Su aspecto era terrible. Tenía las ropas desgarradas y estaba cubierto de barro. La expresión de su rostro era de agotamiento. Parecía haber envejecido diez años.

—Joanna —dijo tomándola en sus brazos y besándola—. ¿Estás bien?

—¿Qué ha ocurrido, cariño? —preguntó ella abrazándole con fuerza, con las lágrimas asomando a sus ojos—. Dios santo, pensamos que habías muerto.

—Lo último que recuerdo fue haber salido del río. Intenté regresar, pero por lo visto debí haber ido demasiado lejos. ¿Cómo está Larry?

—Ha muerto, Hugh. Y también han encontrado a Tommie Watkins…

Hugh permaneció en silencio durante un rato. Luego sólo dijo:

—Larry.

Los otros se reunieron a su alrededor, mirando a Hugh con expresiones apesadumbradas. Algunos de ellos extendieron una mano para tocarlo, como si quisieran asegurarse de que sus ojos no les engañaban.

—Gracias a Dios que estás bien, Hugh —dijo uno de los hombres más viejos con un tono de voz que indicaba que estaba a punto de echarse a llorar.

—Estoy bien, Joe —asintió Hugh—. Ocúpate de atender a los demás. ¿Ha enviado alguien a buscar a Ping-Li y su carro-cocina?

—Hugh —dijo Joanna—. Regresemos a casa. Tú sí que necesitas cuidados.

—Espera —dijo él, volviéndose y contemplando el escenario de tanta destrucción.

Joanna apretó los brazos alrededor de su cintura y apoyó la cabeza sobre su hombro. Sintió que él emitía un profundo suspiro con un estremecimiento de su cuerpo.

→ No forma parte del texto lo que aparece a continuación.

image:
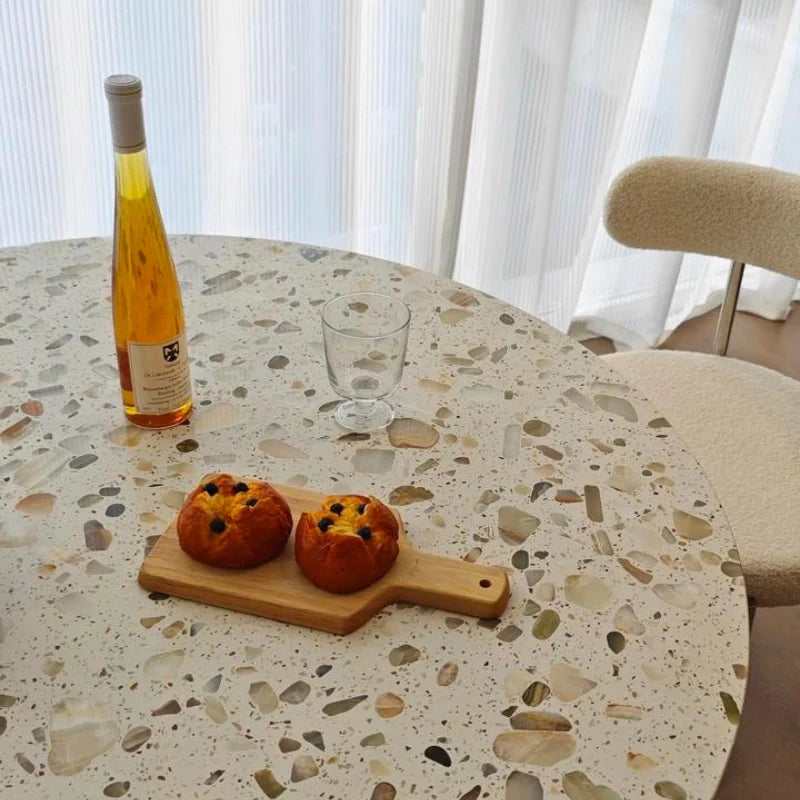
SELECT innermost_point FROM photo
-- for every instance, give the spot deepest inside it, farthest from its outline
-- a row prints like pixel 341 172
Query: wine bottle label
pixel 160 375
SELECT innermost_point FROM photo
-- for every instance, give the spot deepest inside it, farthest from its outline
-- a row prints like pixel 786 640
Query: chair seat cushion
pixel 742 423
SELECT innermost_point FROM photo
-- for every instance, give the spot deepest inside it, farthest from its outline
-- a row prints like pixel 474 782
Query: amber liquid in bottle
pixel 149 327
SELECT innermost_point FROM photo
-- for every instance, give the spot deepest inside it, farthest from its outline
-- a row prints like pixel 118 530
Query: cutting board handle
pixel 451 585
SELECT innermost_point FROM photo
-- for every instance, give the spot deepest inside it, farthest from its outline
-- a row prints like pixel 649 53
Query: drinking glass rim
pixel 340 332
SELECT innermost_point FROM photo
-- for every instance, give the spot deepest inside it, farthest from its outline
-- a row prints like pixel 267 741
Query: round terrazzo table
pixel 617 671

—Parece que hemos perdido la mayor parte de los corderos —dijo.

—Todo se arreglará, Hugh —dijo ella—. Aún tenemos a Zeus y a sus ovejas. Han sobrevivido a la tormenta.

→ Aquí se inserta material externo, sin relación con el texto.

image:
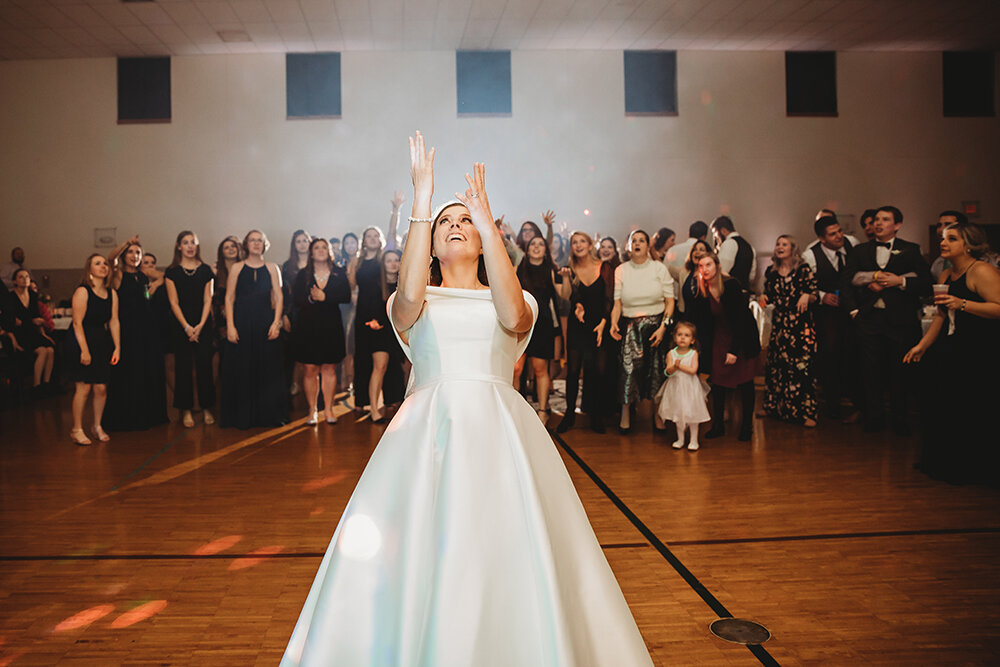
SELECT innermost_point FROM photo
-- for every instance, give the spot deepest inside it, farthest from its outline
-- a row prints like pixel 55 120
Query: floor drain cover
pixel 740 631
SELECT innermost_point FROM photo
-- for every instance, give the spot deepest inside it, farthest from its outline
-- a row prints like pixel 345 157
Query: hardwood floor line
pixel 713 602
pixel 221 556
pixel 838 536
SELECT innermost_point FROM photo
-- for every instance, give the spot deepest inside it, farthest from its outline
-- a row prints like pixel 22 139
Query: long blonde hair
pixel 575 263
pixel 794 257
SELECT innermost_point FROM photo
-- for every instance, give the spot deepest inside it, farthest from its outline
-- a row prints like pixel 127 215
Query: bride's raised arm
pixel 415 267
pixel 508 299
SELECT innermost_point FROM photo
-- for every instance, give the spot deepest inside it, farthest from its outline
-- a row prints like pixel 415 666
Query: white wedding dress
pixel 465 543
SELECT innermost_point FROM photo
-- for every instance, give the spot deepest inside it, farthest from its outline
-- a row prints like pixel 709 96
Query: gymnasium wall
pixel 230 161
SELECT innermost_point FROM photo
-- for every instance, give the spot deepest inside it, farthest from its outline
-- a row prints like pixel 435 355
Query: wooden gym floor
pixel 197 546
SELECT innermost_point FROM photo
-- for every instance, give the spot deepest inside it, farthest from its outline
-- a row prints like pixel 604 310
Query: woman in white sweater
pixel 643 310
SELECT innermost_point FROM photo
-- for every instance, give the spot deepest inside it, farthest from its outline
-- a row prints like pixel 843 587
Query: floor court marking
pixel 219 556
pixel 180 469
pixel 759 652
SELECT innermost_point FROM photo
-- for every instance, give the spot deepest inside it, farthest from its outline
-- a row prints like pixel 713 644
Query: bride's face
pixel 455 237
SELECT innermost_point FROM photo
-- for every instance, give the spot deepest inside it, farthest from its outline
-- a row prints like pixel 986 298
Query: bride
pixel 464 543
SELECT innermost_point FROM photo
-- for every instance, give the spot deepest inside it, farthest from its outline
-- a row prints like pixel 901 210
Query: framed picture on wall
pixel 105 237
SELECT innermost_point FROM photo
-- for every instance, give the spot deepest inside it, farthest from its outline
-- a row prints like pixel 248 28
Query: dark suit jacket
pixel 901 316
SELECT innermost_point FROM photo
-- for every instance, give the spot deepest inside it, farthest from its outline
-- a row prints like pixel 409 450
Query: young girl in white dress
pixel 464 543
pixel 682 397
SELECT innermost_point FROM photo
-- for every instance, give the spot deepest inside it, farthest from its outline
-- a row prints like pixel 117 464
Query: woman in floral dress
pixel 790 286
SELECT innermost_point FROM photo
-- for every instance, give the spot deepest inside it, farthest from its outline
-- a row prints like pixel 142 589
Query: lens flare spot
pixel 361 538
pixel 255 557
pixel 215 546
pixel 323 482
pixel 84 618
pixel 140 613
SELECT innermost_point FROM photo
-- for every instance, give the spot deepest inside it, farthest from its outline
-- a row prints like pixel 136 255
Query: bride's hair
pixel 435 276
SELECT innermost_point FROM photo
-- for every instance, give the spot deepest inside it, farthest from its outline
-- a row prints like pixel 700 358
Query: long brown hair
pixel 177 247
pixel 717 281
pixel 221 270
pixel 85 280
pixel 311 264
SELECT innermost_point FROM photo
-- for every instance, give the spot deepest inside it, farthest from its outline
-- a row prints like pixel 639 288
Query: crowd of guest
pixel 852 323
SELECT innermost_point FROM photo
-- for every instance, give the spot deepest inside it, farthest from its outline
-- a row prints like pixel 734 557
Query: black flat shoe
pixel 568 421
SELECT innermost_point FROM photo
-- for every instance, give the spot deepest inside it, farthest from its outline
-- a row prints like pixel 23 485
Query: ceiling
pixel 39 29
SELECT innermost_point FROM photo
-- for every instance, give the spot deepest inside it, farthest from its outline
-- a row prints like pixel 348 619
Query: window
pixel 483 82
pixel 968 83
pixel 312 85
pixel 650 83
pixel 811 83
pixel 143 90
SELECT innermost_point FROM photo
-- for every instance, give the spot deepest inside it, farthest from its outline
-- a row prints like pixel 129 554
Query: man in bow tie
pixel 836 356
pixel 882 285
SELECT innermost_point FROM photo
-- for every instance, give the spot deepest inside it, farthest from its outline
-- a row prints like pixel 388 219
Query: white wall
pixel 230 161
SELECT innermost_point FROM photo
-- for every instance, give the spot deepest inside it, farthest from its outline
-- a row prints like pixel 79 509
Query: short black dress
pixel 318 333
pixel 28 334
pixel 367 341
pixel 98 337
pixel 537 280
pixel 254 391
pixel 137 394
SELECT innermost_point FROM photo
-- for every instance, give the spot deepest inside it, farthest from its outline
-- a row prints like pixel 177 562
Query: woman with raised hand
pixel 95 345
pixel 318 336
pixel 254 391
pixel 464 542
pixel 189 290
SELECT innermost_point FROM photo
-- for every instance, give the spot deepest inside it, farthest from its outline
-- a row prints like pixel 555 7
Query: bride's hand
pixel 475 199
pixel 421 168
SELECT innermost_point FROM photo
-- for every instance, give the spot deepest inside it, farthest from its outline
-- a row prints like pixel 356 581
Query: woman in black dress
pixel 374 341
pixel 298 256
pixel 28 330
pixel 94 346
pixel 790 384
pixel 590 290
pixel 729 340
pixel 189 290
pixel 960 359
pixel 137 393
pixel 318 335
pixel 230 251
pixel 254 392
pixel 537 274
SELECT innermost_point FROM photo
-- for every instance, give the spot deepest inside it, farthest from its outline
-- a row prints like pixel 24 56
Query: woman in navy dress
pixel 189 290
pixel 95 345
pixel 254 392
pixel 318 335
pixel 30 334
pixel 137 394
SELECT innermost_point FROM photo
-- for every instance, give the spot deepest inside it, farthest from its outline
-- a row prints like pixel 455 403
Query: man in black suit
pixel 836 353
pixel 883 283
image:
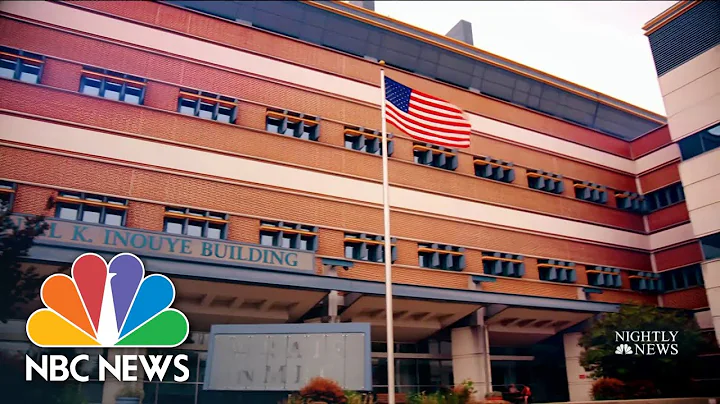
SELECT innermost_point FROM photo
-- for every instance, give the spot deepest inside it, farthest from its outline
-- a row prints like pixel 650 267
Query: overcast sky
pixel 597 44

—Sí —asintió Hugh con un tono de voz indiferente—. Pero este año no tendremos producción de lana o de lanolina. Y le presté dinero a Jacko. Lo siento, Joanna, pero la construcción de la casa tendrá que esperar un poco.

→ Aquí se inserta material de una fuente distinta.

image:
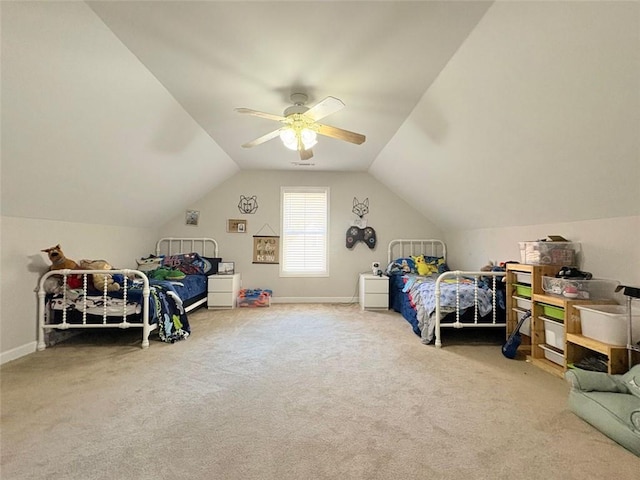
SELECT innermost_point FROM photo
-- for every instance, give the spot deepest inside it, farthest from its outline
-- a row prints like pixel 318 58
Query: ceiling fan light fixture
pixel 289 138
pixel 308 138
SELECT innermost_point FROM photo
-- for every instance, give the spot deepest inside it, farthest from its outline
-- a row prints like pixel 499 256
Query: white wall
pixel 535 120
pixel 390 216
pixel 22 264
pixel 609 247
pixel 80 110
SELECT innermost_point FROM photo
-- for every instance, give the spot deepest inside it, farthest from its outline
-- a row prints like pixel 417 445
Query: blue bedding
pixel 167 303
pixel 189 289
pixel 414 297
pixel 401 301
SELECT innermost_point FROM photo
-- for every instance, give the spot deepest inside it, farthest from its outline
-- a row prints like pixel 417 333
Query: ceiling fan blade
pixel 256 113
pixel 323 108
pixel 340 134
pixel 262 139
pixel 306 154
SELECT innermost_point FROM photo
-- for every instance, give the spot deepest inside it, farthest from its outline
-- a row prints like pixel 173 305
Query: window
pixel 305 225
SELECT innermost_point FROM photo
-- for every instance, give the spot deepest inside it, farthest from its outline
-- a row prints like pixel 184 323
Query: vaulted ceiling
pixel 480 113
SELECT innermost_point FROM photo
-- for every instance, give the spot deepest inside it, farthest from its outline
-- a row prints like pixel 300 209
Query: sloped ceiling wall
pixel 536 119
pixel 75 98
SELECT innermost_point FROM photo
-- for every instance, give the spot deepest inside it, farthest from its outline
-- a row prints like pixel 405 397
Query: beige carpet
pixel 293 392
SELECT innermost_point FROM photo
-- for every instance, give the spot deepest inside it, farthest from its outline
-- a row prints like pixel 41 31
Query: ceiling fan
pixel 299 125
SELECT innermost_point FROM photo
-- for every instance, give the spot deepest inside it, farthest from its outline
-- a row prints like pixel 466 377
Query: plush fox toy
pixel 58 260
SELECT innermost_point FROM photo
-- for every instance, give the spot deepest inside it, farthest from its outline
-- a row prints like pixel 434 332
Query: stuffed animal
pixel 150 263
pixel 58 259
pixel 100 279
pixel 423 267
pixel 60 262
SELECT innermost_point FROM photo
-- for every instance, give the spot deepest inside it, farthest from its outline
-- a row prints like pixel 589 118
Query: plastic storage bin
pixel 522 290
pixel 556 313
pixel 594 289
pixel 522 303
pixel 553 333
pixel 609 323
pixel 549 253
pixel 525 329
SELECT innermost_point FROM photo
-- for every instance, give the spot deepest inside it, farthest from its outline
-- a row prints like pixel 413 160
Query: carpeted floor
pixel 294 392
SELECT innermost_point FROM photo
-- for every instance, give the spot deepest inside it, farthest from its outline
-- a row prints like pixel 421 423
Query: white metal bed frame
pixel 207 247
pixel 400 248
pixel 44 313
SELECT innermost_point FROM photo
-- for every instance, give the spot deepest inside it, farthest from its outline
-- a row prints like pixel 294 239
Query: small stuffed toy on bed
pixel 100 279
pixel 423 267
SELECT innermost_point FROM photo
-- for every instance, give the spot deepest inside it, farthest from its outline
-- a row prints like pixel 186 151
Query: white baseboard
pixel 18 352
pixel 313 300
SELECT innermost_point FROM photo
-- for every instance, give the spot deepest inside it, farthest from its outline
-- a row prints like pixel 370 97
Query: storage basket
pixel 556 313
pixel 593 289
pixel 549 253
pixel 553 333
pixel 609 323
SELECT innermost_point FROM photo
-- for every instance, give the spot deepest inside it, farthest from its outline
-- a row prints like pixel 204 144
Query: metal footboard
pixel 45 314
pixel 475 276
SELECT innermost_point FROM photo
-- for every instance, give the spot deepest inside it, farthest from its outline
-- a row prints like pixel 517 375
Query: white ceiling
pixel 377 57
pixel 479 114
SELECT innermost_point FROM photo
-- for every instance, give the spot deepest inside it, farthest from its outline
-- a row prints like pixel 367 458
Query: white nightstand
pixel 374 291
pixel 222 290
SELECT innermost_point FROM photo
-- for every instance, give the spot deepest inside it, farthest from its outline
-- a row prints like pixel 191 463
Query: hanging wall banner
pixel 266 249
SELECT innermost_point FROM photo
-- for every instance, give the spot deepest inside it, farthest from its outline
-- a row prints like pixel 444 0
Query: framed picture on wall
pixel 235 225
pixel 192 217
pixel 266 249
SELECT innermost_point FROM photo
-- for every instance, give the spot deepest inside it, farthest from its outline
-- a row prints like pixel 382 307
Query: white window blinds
pixel 305 212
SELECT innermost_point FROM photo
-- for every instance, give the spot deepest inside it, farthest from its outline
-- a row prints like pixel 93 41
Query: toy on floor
pixel 254 297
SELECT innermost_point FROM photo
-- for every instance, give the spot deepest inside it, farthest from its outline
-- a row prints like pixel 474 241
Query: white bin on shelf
pixel 525 329
pixel 553 333
pixel 609 323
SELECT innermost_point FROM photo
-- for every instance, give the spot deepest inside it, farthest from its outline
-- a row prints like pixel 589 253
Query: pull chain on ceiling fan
pixel 300 128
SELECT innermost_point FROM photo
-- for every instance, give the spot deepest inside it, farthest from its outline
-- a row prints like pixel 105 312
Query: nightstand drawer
pixel 375 285
pixel 376 300
pixel 220 284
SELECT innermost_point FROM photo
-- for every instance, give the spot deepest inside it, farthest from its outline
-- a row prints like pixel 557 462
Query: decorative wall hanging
pixel 360 208
pixel 366 235
pixel 358 231
pixel 192 217
pixel 235 225
pixel 266 248
pixel 248 205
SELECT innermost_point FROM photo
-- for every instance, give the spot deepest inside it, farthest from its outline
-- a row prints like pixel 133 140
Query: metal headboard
pixel 207 247
pixel 401 248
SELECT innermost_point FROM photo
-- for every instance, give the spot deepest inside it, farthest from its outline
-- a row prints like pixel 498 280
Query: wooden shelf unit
pixel 576 346
pixel 534 273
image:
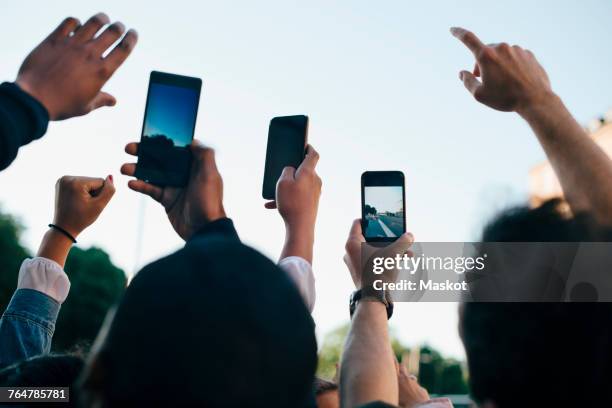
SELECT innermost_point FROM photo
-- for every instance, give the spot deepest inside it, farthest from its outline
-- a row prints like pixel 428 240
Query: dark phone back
pixel 286 147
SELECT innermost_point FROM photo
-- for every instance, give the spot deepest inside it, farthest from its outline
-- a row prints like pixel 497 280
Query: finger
pixel 356 231
pixel 108 37
pixel 476 71
pixel 311 159
pixel 129 169
pixel 143 187
pixel 103 99
pixel 107 191
pixel 471 83
pixel 91 27
pixel 469 39
pixel 116 57
pixel 288 173
pixel 132 148
pixel 91 184
pixel 401 245
pixel 65 28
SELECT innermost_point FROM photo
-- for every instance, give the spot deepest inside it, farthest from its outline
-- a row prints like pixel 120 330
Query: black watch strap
pixel 382 297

—Lo sé —asintió ella, preguntándose cuándo recibiría de la India el dinero de la herencia—. Pero todo lo que importa ahora es que tú estás bien. Yo puedo vivir allí donde tú vivas. No necesitamos una casa grande, todavía no. Tenemos a Adam y a Sarah. Y tenemos al bebé.

Él la estrechó contra sí y la besó, casi con desesperación, apretándola contra su cuerpo con la misma avidez por la vida que prometía el cuerpo de ella, a pesar de toda la escena de muerte y desolación que les rodeaba.